Whether the reason for Trump’s feelings about the military stem from his own self-involvement, or whether he holds particular disdain for people who have served in the military, it’s clear that being the commander in chief of the U.S. armed forces for the past four years has not stopped the president from letting the people around him know that he thinks the people who served in the military are “suckers.”
Alyssa Farah, a White House spokesperson, provided this statement to The Atlantic regarding the claims in their article.
“This report is false. President Trump holds the military in the highest regard. He’s demonstrated his commitment to them at every turn: delivering on his promise to give our troops a much needed pay raise, increasing military spending, signing critical veterans reforms, and supporting military spouses. This has no basis in fact.”

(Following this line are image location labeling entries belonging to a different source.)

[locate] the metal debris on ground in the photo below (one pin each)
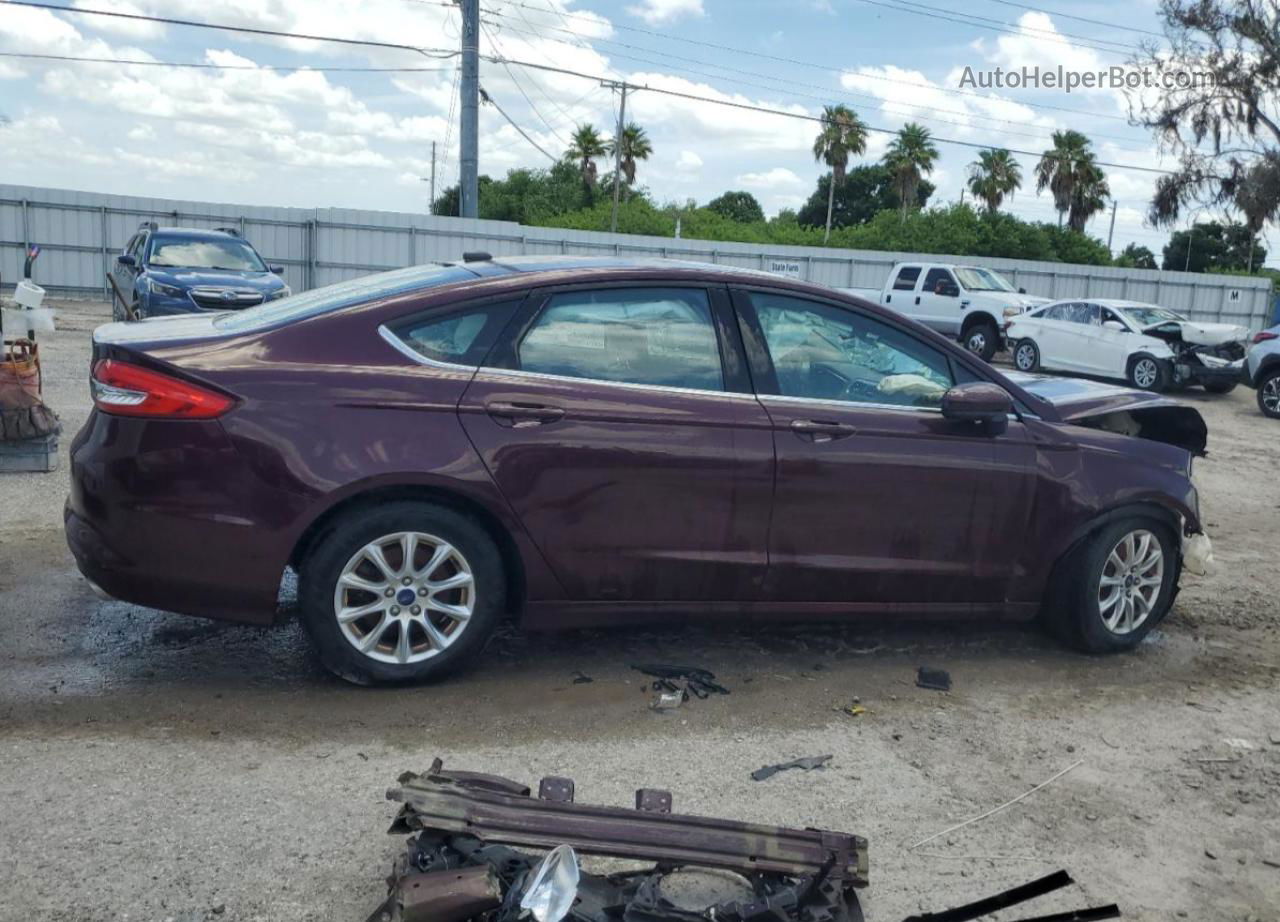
(696, 681)
(464, 861)
(808, 762)
(1022, 894)
(933, 679)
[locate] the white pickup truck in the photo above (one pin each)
(972, 304)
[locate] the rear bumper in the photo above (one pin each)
(161, 517)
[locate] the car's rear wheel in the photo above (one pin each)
(1116, 585)
(400, 593)
(1269, 393)
(1027, 356)
(982, 339)
(1148, 374)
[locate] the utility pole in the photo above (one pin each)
(469, 138)
(617, 151)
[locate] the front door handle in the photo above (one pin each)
(822, 430)
(520, 415)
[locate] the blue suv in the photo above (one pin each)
(186, 270)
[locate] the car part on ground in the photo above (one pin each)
(465, 825)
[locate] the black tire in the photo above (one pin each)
(1147, 373)
(1269, 392)
(1073, 606)
(1027, 356)
(981, 338)
(329, 556)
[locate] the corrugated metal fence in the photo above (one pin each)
(82, 232)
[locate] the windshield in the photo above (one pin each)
(1150, 316)
(183, 252)
(974, 278)
(342, 295)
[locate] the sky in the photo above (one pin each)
(293, 122)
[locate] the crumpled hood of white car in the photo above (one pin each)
(1207, 333)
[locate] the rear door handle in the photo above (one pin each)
(822, 430)
(520, 415)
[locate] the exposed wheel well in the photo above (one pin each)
(511, 560)
(977, 319)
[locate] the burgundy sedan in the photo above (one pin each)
(584, 441)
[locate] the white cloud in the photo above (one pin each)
(688, 161)
(776, 178)
(664, 12)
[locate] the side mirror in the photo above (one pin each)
(979, 402)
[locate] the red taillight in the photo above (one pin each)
(127, 389)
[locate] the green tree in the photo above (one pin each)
(635, 146)
(740, 206)
(842, 136)
(993, 176)
(909, 156)
(1134, 256)
(585, 145)
(1070, 172)
(1212, 247)
(864, 192)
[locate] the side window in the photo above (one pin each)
(461, 337)
(639, 336)
(933, 277)
(826, 352)
(906, 277)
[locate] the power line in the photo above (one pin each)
(202, 65)
(1008, 28)
(796, 62)
(1084, 19)
(913, 109)
(489, 99)
(247, 30)
(805, 117)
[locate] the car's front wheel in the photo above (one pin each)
(1027, 356)
(1118, 585)
(982, 339)
(1148, 374)
(1269, 393)
(402, 592)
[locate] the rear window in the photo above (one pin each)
(342, 295)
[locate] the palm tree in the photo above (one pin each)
(635, 146)
(993, 176)
(584, 147)
(842, 133)
(909, 156)
(1070, 172)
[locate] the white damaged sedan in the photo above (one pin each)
(1148, 346)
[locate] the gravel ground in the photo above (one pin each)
(160, 767)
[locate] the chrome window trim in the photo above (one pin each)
(634, 386)
(410, 352)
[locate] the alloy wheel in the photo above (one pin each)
(1132, 579)
(1146, 373)
(405, 597)
(1271, 395)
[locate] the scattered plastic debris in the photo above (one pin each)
(808, 763)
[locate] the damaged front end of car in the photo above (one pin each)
(461, 861)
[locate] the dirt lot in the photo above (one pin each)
(160, 767)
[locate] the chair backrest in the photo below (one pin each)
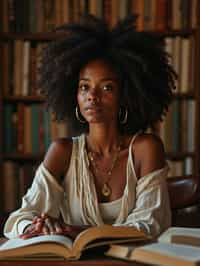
(184, 193)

Okay, so they can’t refute any of the quotes in the Atlantic article.
While talking to senior staff members on the morning of the previously mentioned scheduled visit to the Aisne-Marne American Cemetery, Trump reportedly said, “Why should I go to that cemetery? It’s filled with losers,” before later referring to the more than 1,800 marines who were killed during the battle of Belleau Wood in 1918 as “suckers.”
The man is nothing if not a class act.